After the manual recovery, certctl's next renewal-loop tick re-verifies the live cert via ValidateDeployment and resumes normal operation.

"How do I know certctl is the only one writing to this ARN / vault cert?"

AWS — via CloudTrail:

EventName = "ImportCertificate"
Resources.ARN = "arn:aws:acm:us-east-1:...:certificate/<id>"

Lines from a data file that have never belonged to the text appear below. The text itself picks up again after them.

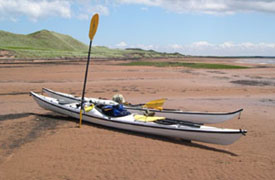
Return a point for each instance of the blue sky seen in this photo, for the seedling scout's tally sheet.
(192, 27)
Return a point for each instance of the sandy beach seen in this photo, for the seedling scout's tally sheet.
(39, 144)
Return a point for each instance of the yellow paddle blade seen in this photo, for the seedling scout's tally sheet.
(80, 118)
(155, 104)
(93, 26)
(147, 118)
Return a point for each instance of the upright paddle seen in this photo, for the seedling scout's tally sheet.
(93, 28)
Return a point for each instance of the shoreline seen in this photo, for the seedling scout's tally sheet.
(39, 144)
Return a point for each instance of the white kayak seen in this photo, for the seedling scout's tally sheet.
(189, 116)
(139, 123)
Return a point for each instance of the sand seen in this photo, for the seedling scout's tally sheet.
(39, 144)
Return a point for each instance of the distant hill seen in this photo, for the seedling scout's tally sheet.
(50, 44)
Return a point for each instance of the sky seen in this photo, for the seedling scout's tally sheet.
(191, 27)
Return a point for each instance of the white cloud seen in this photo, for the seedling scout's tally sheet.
(209, 6)
(88, 10)
(122, 44)
(12, 9)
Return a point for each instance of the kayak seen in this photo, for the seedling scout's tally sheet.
(189, 116)
(161, 126)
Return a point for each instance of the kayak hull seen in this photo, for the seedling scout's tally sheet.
(195, 133)
(193, 117)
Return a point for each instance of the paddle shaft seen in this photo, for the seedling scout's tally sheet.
(86, 74)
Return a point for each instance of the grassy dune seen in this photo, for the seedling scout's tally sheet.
(49, 44)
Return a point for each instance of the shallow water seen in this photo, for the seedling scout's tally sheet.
(257, 61)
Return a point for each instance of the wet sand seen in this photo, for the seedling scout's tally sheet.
(39, 144)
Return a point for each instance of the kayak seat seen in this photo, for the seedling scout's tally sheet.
(114, 110)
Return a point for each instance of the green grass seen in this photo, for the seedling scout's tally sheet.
(49, 44)
(183, 64)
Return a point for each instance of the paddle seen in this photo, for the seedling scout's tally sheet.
(93, 28)
(155, 104)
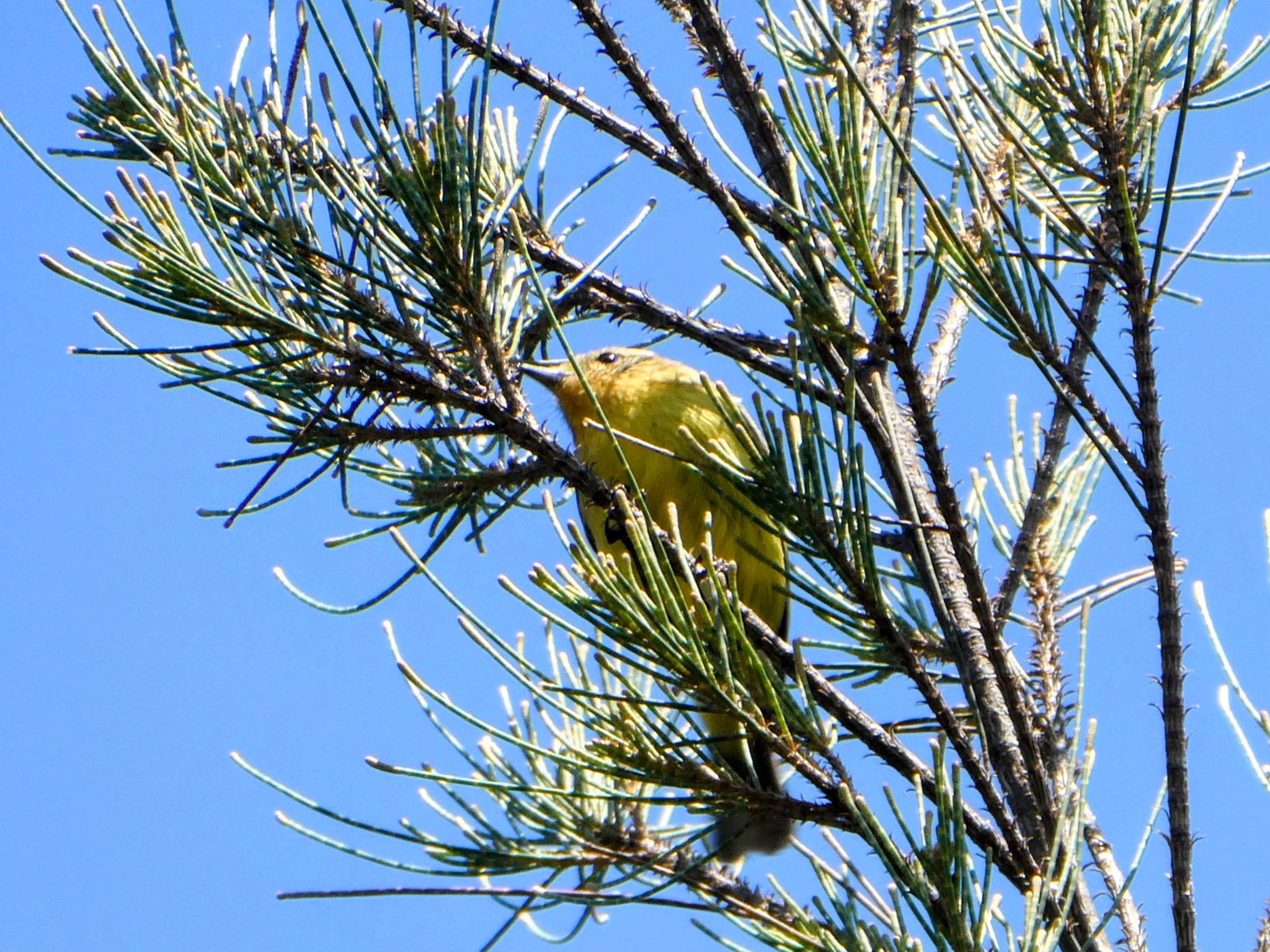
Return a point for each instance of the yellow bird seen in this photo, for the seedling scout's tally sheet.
(664, 403)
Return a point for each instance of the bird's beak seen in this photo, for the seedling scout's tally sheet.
(549, 373)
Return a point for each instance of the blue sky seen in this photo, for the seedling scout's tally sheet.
(144, 643)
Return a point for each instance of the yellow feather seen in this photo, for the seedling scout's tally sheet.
(659, 408)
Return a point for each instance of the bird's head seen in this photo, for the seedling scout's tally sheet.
(621, 378)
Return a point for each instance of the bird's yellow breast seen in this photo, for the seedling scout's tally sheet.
(664, 411)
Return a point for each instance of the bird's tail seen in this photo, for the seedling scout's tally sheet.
(742, 832)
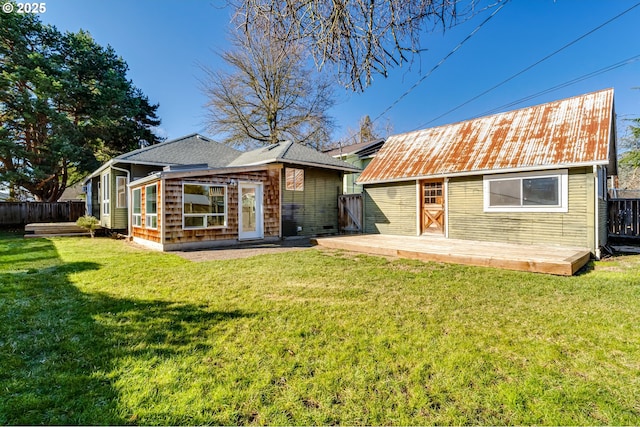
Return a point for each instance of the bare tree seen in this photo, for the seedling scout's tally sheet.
(272, 93)
(358, 37)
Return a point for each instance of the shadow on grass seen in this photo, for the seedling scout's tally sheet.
(59, 346)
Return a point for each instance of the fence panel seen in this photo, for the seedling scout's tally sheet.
(624, 217)
(350, 213)
(22, 213)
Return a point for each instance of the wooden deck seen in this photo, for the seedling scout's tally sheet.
(55, 229)
(564, 261)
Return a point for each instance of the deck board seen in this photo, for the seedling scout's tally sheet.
(564, 261)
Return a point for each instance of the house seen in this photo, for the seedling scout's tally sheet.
(359, 155)
(281, 190)
(106, 188)
(537, 175)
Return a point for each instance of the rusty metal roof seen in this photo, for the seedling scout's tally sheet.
(573, 131)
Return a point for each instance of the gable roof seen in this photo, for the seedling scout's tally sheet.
(189, 149)
(291, 153)
(570, 132)
(361, 149)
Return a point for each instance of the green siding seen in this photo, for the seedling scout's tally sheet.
(390, 209)
(316, 208)
(576, 227)
(350, 185)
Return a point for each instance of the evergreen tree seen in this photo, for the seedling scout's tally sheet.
(65, 106)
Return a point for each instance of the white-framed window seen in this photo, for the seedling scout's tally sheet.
(294, 179)
(136, 212)
(151, 206)
(106, 190)
(204, 205)
(546, 191)
(121, 192)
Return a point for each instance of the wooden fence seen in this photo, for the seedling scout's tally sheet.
(22, 213)
(624, 218)
(350, 213)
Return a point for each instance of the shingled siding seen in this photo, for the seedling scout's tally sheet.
(174, 233)
(315, 209)
(390, 209)
(573, 228)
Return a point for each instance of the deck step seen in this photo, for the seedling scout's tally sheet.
(562, 261)
(54, 228)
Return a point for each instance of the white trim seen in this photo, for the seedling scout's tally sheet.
(563, 183)
(133, 207)
(204, 215)
(105, 196)
(259, 232)
(146, 214)
(124, 188)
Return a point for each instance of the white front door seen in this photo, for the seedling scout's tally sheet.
(250, 217)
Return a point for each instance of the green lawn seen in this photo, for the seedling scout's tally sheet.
(99, 332)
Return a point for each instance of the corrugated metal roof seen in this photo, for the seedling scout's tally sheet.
(573, 131)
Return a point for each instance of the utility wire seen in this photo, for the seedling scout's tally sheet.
(561, 86)
(440, 63)
(531, 66)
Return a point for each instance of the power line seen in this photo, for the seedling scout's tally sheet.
(531, 66)
(561, 85)
(440, 63)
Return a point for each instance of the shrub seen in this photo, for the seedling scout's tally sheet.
(89, 223)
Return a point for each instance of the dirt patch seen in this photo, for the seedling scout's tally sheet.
(245, 250)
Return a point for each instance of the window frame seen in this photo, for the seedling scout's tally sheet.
(150, 216)
(297, 179)
(136, 217)
(563, 191)
(106, 194)
(206, 215)
(121, 190)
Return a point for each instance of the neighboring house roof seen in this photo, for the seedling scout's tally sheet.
(361, 149)
(570, 132)
(291, 153)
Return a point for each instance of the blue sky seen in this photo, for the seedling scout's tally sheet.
(164, 42)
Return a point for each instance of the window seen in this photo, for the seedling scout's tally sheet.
(294, 179)
(121, 192)
(204, 205)
(151, 206)
(137, 208)
(105, 193)
(526, 192)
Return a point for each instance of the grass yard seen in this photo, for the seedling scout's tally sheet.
(99, 332)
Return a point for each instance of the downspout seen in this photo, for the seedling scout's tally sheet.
(128, 198)
(596, 211)
(446, 207)
(418, 210)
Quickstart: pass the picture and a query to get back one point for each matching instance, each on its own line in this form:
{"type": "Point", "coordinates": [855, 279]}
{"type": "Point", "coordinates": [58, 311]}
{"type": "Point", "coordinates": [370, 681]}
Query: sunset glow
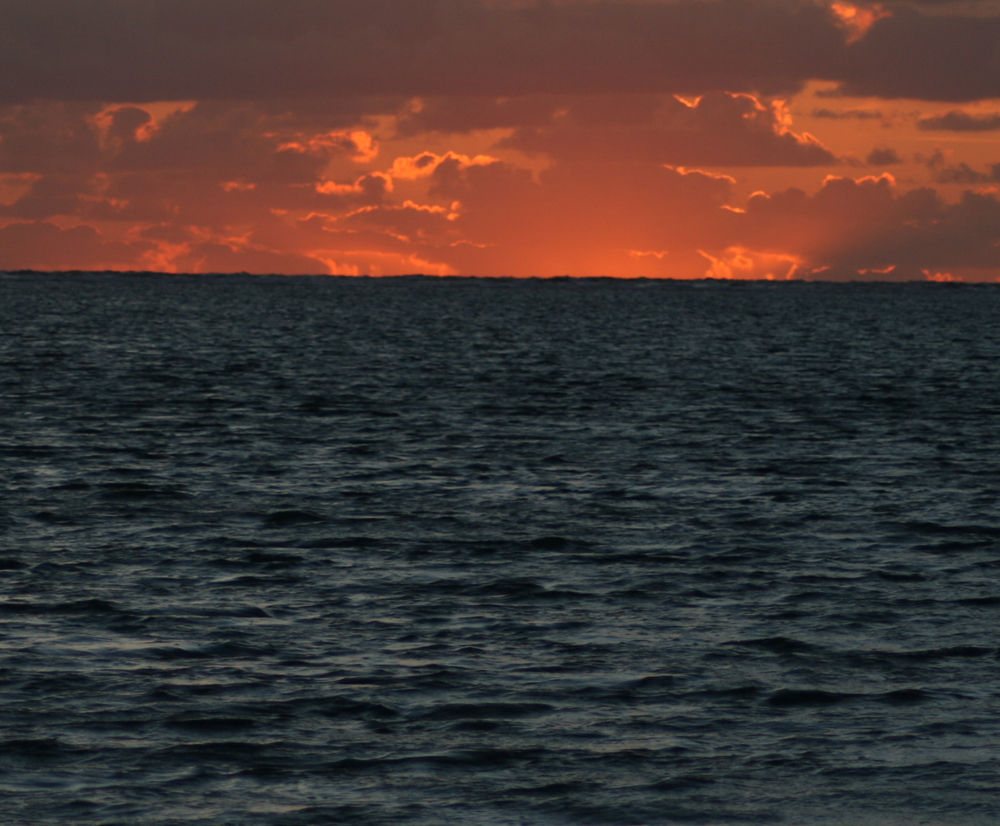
{"type": "Point", "coordinates": [728, 139]}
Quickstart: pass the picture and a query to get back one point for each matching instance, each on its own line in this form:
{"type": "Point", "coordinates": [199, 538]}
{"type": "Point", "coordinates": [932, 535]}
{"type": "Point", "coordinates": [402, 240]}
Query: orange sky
{"type": "Point", "coordinates": [728, 138]}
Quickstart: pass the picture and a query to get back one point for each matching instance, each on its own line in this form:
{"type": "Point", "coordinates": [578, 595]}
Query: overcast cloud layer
{"type": "Point", "coordinates": [464, 136]}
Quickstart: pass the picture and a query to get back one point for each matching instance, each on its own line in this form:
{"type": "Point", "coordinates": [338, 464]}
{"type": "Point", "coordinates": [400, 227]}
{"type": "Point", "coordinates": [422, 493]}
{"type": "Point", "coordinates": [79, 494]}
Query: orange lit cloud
{"type": "Point", "coordinates": [576, 137]}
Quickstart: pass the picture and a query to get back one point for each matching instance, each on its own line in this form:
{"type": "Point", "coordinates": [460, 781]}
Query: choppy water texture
{"type": "Point", "coordinates": [333, 551]}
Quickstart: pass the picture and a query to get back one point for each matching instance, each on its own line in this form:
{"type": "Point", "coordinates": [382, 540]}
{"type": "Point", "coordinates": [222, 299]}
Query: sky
{"type": "Point", "coordinates": [777, 139]}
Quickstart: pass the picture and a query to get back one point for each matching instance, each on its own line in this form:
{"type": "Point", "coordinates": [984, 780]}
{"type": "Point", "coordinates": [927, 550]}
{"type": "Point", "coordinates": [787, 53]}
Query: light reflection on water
{"type": "Point", "coordinates": [311, 551]}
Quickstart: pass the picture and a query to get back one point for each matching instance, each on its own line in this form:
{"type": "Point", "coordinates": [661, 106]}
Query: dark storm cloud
{"type": "Point", "coordinates": [143, 50]}
{"type": "Point", "coordinates": [929, 57]}
{"type": "Point", "coordinates": [868, 225]}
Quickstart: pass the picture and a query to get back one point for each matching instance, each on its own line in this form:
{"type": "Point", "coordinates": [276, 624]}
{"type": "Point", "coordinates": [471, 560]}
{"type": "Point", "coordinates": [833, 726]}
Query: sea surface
{"type": "Point", "coordinates": [425, 552]}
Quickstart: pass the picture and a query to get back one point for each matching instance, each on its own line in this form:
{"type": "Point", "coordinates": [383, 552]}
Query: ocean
{"type": "Point", "coordinates": [418, 551]}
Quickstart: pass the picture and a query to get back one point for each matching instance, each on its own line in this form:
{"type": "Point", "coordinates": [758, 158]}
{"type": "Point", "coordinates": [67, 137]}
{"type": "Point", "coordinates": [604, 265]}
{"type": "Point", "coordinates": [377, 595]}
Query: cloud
{"type": "Point", "coordinates": [847, 114]}
{"type": "Point", "coordinates": [883, 157]}
{"type": "Point", "coordinates": [959, 121]}
{"type": "Point", "coordinates": [145, 50]}
{"type": "Point", "coordinates": [45, 246]}
{"type": "Point", "coordinates": [867, 229]}
{"type": "Point", "coordinates": [717, 129]}
{"type": "Point", "coordinates": [947, 57]}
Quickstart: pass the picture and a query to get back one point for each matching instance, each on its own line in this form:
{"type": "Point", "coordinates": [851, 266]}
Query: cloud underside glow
{"type": "Point", "coordinates": [736, 139]}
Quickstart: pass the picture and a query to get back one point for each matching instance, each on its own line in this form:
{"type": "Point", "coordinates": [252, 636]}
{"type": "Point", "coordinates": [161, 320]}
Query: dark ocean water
{"type": "Point", "coordinates": [423, 552]}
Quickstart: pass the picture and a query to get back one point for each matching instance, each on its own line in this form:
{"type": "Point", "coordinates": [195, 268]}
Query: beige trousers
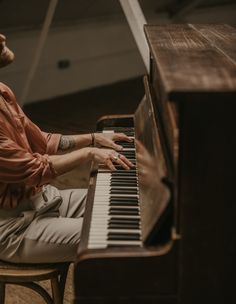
{"type": "Point", "coordinates": [46, 228]}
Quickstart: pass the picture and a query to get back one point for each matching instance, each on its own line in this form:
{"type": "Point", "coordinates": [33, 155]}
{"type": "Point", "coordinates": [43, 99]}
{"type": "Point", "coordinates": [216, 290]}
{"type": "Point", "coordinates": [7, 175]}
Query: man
{"type": "Point", "coordinates": [38, 222]}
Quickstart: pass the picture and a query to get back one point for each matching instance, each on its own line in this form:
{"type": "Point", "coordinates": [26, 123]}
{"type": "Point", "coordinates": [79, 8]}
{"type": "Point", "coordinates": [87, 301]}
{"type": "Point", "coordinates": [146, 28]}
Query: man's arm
{"type": "Point", "coordinates": [70, 142]}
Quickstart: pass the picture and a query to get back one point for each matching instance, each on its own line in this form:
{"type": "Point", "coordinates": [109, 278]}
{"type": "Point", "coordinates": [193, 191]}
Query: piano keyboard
{"type": "Point", "coordinates": [115, 217]}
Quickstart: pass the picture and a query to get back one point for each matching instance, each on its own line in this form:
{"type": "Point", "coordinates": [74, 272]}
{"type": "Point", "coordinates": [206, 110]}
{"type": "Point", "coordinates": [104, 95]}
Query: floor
{"type": "Point", "coordinates": [77, 113]}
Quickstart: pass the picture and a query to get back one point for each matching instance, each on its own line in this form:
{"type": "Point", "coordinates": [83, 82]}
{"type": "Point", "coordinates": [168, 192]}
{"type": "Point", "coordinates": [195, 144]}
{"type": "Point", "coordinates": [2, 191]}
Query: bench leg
{"type": "Point", "coordinates": [56, 293]}
{"type": "Point", "coordinates": [2, 292]}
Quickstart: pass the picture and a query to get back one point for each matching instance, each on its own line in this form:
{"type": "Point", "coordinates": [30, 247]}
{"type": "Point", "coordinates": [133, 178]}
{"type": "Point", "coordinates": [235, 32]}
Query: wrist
{"type": "Point", "coordinates": [93, 140]}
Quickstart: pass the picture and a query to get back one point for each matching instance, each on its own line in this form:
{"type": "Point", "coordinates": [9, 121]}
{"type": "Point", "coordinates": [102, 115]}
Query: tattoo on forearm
{"type": "Point", "coordinates": [66, 143]}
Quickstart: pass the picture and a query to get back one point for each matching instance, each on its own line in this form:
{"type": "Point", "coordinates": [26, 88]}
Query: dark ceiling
{"type": "Point", "coordinates": [28, 14]}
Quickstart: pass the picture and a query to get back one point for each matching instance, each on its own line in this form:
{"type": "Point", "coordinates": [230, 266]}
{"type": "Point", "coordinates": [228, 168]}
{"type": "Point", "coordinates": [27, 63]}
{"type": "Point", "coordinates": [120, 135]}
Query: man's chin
{"type": "Point", "coordinates": [6, 58]}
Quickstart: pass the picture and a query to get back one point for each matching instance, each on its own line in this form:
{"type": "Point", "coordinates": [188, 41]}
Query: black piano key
{"type": "Point", "coordinates": [124, 220]}
{"type": "Point", "coordinates": [126, 212]}
{"type": "Point", "coordinates": [135, 209]}
{"type": "Point", "coordinates": [123, 203]}
{"type": "Point", "coordinates": [130, 185]}
{"type": "Point", "coordinates": [123, 236]}
{"type": "Point", "coordinates": [123, 226]}
{"type": "Point", "coordinates": [123, 172]}
{"type": "Point", "coordinates": [120, 198]}
{"type": "Point", "coordinates": [124, 191]}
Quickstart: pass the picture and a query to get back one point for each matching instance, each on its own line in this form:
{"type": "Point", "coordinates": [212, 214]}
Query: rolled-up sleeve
{"type": "Point", "coordinates": [52, 140]}
{"type": "Point", "coordinates": [41, 142]}
{"type": "Point", "coordinates": [17, 165]}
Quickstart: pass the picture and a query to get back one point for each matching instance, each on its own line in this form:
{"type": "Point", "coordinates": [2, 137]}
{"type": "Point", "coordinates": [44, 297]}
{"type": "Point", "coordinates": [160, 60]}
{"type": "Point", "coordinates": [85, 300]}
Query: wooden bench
{"type": "Point", "coordinates": [28, 274]}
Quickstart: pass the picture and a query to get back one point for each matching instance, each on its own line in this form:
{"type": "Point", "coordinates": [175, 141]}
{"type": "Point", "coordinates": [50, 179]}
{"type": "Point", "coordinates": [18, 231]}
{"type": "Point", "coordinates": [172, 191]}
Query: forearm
{"type": "Point", "coordinates": [70, 142]}
{"type": "Point", "coordinates": [66, 162]}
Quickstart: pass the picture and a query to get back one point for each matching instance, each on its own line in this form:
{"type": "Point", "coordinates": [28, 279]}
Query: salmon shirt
{"type": "Point", "coordinates": [24, 153]}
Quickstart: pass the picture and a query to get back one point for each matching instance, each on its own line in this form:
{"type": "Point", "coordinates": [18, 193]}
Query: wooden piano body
{"type": "Point", "coordinates": [191, 90]}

Filter by user identity to see which principal made each call. The certctl agent's IAM role / IRSA-bound role should be the only writer.

Azure — via Activity Log:

az monitor activity-log list \
  --resource-id /subscriptions/<sub>/resourceGroups/<rg>/providers/Microsoft.KeyVault/vaults/<vault>/certificates/<name> \
  --offset 30d \
  --query "[?operationName.value=='Microsoft.KeyVault/vaults/certificates/import/action'].{caller:caller, time:eventTimestamp}"

Cardinality + cost

  • Per-target-type Prometheus counters: 2 new certctl_deploy_attempts_total series (AWSACM + AzureKeyVault) × 2 results = 4 series. Comfortable.
  • AWS ACM costs: ImportCertificate is free; CloudTrail logs at $2 per GB. Renewing 100 certs/month adds ~10 KB to CloudTrail.
  • Azure Key Vault costs: certificate operations $0.03 per 10K operations (V2 pricing as of 2026-05). 100 certs/month = $0.0009 in cert-op spend. Activity Log retention is configurable (default 90 days, free).

V3-Pro forward path

Tracked at cowork/WORKSPACE-ROADMAP.md under "Adapter hardening":

  • AWS CloudFront direct-attach — UpdateDistribution after an ACM ImportCertificate so the CloudFront edge picks up the new cert without operator intervention. Requires cloudfront:UpdateDistribution IAM permission on top of the ACM minimum.
  • Azure Front Door direct-attach — UpdateRoutingConfig equivalent.
  • AWS ALB / Azure App Gateway auto-bind — currently operators attach the ARN / KID URI to the LB out-of-band (Terraform); V3-Pro adds the auto-attach step.
  • Soft-delete recovery for Azure Key Vault — V2 always re-imports as a new version; V3 detects soft-deleted prior versions and offers operator-confirmed recovery.
  • GCP Certificate Manager target — Google Cloud's equivalent to ACM; mirrors the AWS ACM connector shape. Separate cloud, separate connector.